How do you manage your services during upgrade/updates (during server offline)

freebuser · Oct 18, 2021

I operate my own server with unbound, website and email servers within separate jails.

Just wondering what others do when it is time to upgrade the services or host os.
Like if you have to take your system offline for an hour or so, or even a day or two.

Do you have a backup site saying the website is under maintenance?, what about DNS and email servers.
Or do you have an RPi serving temporary files until the server is back online?

D-FENS · Oct 18, 2021

* I take the system offline and do the chores because we are a small team and it's enough to just announce it.
* If many people will be affected one could use some kind of High Availability schema. For example you could create an updated server offline and then replicate your data to it (for example, via zfs send/receive). Then after receiving the data you would have a couple of minutes (or hours) of difference between the two hosts. You take your original host offline for a couple of minutes and again zfs send/receive the rest of the data (it takes much less time the second time). And then you switch the machines and bring the site online again. Total downtime should be a couple of minutes. The switching could be done via a DNS entry.
* Another solution could be load balancing. It is more complicated to configure but you could bring chosen hosts offline and update them without downtime.

P.S. And when I write "hosts" I mean jails too.

SirDice · Oct 18, 2021

Simple websites like my own will just be offline for a couple of minutes. Servers I maintain for a client are all doubled up, and several webservers are balanced using HAProxy. So nobody is going to notice if I take something offline.

freebuser · Oct 18, 2021

roccobaroccoSC said:
* I take the system offline and do the chores because we are a small team and it's enough to just announce it.
* If many people will be affected one could use some kind of High Availability schema. For example you could create an updated server offline and then replicate your data to it (for example, via zfs send/receive). Then after receiving the data you would have a couple of minutes (or hours) of difference between the two hosts. You take your original host offline for a couple of minutes and again zfs send/receive the rest of the data (it takes much less time the second time). And then you switch the machines and bring the site online again. Total downtime should be a couple of minutes. The switching could be done via a DNS entry.
* Another solution could be load balancing. It is more complicated to configure but you could bring chosen hosts offline and update them without downtime.

P.S. And when I write "hosts" I mean jails too.

It's more the public facing website and services I am worried (for a small business).
Internal network is manageable (other than DNS - which I need to figure something out).
All files are in SVN so the staff can still work on local files so no problems there either.
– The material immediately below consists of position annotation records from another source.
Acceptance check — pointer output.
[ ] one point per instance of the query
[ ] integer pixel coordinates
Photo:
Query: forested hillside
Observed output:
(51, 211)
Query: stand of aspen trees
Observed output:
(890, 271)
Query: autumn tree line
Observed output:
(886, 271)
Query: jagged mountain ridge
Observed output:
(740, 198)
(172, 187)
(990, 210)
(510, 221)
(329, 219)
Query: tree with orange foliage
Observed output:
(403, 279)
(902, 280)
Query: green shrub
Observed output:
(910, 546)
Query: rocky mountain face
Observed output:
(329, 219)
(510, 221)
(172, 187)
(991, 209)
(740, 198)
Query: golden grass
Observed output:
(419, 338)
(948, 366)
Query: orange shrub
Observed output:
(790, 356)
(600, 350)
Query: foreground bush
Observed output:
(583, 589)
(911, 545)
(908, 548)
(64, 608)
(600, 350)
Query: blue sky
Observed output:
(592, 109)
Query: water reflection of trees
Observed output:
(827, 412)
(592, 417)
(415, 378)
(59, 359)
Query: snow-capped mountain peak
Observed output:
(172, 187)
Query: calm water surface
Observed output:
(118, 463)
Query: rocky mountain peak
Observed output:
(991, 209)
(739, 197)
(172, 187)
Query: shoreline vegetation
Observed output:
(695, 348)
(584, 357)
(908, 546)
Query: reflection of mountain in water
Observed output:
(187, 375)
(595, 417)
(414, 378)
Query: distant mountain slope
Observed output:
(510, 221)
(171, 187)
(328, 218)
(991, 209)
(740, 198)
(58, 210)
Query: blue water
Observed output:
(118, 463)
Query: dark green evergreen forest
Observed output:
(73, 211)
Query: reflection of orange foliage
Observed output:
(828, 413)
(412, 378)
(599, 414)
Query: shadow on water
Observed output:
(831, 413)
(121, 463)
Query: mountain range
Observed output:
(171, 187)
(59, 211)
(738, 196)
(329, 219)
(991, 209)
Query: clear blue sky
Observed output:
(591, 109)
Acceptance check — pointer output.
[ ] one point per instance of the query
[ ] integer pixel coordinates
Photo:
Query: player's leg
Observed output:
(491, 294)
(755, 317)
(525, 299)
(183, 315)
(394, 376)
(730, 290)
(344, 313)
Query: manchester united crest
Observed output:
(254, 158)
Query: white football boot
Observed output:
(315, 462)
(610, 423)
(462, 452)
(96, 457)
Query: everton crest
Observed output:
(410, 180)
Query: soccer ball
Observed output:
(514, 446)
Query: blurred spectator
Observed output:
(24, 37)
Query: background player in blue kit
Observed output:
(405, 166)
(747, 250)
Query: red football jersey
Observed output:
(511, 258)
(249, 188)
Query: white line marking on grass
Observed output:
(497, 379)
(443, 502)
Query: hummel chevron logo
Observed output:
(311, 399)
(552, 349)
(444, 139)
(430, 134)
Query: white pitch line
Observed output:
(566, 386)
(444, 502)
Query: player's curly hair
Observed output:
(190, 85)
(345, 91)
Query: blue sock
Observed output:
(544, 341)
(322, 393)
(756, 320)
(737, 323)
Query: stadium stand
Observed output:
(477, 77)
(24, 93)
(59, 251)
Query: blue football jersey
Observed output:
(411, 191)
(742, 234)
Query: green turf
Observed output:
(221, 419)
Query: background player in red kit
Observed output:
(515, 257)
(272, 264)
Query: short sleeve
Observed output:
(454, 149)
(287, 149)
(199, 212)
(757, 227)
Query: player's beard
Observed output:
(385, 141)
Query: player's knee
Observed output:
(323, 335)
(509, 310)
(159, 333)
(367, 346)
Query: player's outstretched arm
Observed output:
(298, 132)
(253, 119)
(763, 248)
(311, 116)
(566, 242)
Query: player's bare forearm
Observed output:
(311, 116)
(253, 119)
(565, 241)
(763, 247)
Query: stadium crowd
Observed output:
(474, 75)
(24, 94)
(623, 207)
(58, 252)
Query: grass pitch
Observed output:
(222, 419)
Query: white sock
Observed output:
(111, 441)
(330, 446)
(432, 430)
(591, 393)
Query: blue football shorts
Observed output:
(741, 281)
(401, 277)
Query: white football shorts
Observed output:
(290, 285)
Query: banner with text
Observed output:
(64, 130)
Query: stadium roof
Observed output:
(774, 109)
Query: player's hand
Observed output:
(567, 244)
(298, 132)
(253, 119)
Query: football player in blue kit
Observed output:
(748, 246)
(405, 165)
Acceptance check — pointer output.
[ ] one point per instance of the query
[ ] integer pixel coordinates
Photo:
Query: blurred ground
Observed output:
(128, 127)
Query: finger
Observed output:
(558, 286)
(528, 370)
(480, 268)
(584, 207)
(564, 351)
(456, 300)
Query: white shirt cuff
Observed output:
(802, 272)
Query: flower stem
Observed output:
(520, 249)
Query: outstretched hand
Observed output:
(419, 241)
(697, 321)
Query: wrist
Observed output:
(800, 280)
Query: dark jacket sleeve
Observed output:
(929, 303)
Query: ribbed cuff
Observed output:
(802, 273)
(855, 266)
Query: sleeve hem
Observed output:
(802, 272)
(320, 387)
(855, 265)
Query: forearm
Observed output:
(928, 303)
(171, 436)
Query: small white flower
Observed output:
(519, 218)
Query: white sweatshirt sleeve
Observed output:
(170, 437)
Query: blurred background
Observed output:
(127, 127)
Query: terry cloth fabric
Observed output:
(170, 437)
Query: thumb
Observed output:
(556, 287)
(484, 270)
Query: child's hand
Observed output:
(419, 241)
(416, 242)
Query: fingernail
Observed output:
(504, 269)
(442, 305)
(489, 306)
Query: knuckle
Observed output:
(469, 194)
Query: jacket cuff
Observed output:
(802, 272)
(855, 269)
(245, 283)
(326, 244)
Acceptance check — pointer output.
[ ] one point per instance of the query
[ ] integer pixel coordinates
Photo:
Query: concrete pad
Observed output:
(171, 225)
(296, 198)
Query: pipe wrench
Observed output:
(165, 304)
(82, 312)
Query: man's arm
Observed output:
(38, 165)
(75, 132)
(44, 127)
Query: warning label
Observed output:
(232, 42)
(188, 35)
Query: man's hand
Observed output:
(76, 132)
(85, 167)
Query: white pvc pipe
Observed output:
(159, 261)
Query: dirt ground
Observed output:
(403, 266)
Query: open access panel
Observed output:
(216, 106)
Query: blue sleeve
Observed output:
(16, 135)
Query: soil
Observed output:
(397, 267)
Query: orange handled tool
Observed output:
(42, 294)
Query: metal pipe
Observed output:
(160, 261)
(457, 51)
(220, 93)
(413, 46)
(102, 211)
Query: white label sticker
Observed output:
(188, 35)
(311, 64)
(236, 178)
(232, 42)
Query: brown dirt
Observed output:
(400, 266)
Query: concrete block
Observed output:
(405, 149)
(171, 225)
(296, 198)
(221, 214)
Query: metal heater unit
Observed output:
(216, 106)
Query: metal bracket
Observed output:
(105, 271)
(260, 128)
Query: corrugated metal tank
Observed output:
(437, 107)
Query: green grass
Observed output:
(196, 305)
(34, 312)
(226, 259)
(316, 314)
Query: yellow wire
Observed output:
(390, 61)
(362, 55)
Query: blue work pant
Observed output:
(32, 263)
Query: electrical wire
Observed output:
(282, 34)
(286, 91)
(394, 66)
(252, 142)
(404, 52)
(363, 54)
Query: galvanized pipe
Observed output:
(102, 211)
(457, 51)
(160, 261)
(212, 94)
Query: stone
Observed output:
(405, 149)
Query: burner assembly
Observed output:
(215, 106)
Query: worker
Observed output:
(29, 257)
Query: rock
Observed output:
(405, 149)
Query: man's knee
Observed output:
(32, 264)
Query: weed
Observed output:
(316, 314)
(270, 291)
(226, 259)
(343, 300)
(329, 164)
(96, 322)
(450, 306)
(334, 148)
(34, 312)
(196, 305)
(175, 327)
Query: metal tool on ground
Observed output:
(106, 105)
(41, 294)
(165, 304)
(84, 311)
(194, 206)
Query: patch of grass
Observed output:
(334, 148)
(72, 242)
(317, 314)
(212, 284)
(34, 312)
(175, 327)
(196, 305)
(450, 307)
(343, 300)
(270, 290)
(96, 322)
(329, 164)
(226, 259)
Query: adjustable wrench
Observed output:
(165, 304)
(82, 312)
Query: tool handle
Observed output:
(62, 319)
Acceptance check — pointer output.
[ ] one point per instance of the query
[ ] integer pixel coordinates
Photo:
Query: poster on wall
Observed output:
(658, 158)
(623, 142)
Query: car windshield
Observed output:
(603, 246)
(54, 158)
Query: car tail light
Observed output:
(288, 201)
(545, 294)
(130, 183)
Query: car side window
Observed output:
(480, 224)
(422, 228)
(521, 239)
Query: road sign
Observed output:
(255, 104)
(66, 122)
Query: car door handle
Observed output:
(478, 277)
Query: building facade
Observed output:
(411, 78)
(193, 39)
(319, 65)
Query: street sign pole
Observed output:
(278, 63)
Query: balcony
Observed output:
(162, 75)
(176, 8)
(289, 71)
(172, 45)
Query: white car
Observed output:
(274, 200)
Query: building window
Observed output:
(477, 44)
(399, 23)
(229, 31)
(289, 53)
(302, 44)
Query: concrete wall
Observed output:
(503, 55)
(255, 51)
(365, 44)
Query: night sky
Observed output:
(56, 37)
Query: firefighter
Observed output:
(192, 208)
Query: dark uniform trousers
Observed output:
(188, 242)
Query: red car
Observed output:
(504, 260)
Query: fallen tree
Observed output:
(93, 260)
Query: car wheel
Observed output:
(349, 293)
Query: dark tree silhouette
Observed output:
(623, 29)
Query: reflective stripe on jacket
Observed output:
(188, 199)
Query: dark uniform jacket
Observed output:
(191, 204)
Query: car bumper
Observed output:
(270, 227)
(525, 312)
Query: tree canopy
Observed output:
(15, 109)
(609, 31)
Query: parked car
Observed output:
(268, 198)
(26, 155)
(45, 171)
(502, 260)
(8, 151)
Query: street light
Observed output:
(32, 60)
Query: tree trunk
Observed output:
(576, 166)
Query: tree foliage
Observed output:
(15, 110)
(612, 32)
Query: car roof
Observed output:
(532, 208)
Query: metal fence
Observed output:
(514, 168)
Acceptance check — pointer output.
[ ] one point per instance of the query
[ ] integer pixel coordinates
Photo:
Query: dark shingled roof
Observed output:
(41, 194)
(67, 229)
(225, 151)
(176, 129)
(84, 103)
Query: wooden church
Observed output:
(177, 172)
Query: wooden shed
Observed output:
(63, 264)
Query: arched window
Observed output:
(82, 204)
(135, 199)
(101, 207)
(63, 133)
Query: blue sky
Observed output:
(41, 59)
But, I am worried, someone checking our website and if it is down - likely will ~~loose~~ lose a client or two.
And How are you managing email servers - a secondary MX record? and then how the emails get moved to local server?

SirDice said:
Simple websites like my own will just be offline for a couple of minutes. Servers I maintain for a client are all doubled up, and several webservers are balanced using HAProxy. So nobody is going to notice if I take something offline.

Never heard of (or didn't pay much attention to) HAProxy before. You learn something new every day.

drhowarddrfine · Oct 18, 2021

Lose is spelled l-o-s-e

Some DNS providers, like namecheap, allow you to redirect to their own page for such things.

SirDice · Oct 18, 2021

freebuser said:
Never heard of (or didn't pay much attention to) HAProxy before. You learn something new every day.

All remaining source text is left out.